Ilya Repin, “Moonlight Night,” [Public domain], via Wikimedia Commons
The river shimmered in the moonlight, but for the moment, Jo was immune to its charms. She was pondering the telegram she had received:
“J. Mission on. Pack your bags. Love, T.”
Her brother Tommy was an excellent surgeon, but not such a great communicator. As she bent down to rub her setter Dottie’s spotted back, Jo thought about this “mission” and wondered how long she would be gone.
Tommy had told Jo that Mr. Roentgen’s discovery could change medicine and medical care. The new apparatus that the commission planned to ship abroad used these invisible rays–X rays– to photograph bones right through the skin. The X ray devices could also be used to see bullets or shrapnel within a body.
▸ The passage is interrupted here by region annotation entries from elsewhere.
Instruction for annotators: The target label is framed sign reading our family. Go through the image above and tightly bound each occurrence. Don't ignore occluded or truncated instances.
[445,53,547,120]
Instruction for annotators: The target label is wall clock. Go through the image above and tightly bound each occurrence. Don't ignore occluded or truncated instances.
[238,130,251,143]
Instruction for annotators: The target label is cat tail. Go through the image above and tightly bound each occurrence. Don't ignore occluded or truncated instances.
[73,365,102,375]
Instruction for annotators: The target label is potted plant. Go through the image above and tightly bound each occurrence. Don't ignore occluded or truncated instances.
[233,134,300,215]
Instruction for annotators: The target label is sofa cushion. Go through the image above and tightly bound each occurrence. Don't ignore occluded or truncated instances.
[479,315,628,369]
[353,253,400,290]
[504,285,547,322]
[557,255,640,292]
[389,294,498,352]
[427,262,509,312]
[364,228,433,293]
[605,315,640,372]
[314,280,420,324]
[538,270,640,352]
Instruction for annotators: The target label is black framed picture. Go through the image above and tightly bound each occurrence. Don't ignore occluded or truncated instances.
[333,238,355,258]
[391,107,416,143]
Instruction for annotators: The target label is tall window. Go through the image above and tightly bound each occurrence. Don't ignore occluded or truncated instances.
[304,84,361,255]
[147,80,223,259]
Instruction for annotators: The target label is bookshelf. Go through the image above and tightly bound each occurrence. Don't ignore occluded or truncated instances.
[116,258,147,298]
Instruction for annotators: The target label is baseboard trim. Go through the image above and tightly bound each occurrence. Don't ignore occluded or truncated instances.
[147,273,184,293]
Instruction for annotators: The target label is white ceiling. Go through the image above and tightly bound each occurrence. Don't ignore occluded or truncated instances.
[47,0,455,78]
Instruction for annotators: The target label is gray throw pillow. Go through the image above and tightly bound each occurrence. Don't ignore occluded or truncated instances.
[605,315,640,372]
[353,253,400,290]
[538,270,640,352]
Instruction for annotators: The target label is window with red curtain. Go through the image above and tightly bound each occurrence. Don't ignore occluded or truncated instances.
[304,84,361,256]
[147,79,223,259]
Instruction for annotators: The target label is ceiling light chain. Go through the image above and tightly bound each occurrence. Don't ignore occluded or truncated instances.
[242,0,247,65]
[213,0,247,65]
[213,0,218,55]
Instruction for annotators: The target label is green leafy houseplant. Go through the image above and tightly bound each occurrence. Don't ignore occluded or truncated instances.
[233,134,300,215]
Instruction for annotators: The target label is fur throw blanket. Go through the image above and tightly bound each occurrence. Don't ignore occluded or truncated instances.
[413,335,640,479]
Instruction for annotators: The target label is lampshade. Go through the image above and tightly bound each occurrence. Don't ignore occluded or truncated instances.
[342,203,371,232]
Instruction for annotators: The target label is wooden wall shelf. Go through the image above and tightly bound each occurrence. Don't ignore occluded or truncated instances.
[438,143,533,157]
We keep improving ways to kill one another, Jo thought, I suppose it’s only natural that we find new ways to treat those that survive.
She pictured all the politicians she had seen shouting slogans, ignoring facts. She admired scientists who checked and re-checked and shared their knowledge. A German scientist discovered X rays, and now English doctors were using the discovery to help Greek soldiers.
Perhaps, she thought, with these new-fangled X ray machines, the young men, pawns in squabbles between nations, might have a better chance of surviving the carnage of the battlefield. Tommy and the other surgeons, and she and the other nurses would do their best, however inadequate it might be.
Calling to Dottie, Jo turned to take one last look at the river. Then she squared her shoulders and strode back to the house to pack her bags for Greece.
This story is for Jane Dougherty’s Microfiction Challenge. The prompt is the painting above, “Moonlight Night” by Ilya Repin. Even though the painter was Russian, I thought the woman was English, and she seemed to be pondering something. I found out that X rays were discovered the same year the painting was completed, 1896. Soon after, X rays were used in field hospitals, and a group in England financed the transportation of a X ray machines with surgeons and nurses and sent them to Greece during the Greco-Turkish War of 1897.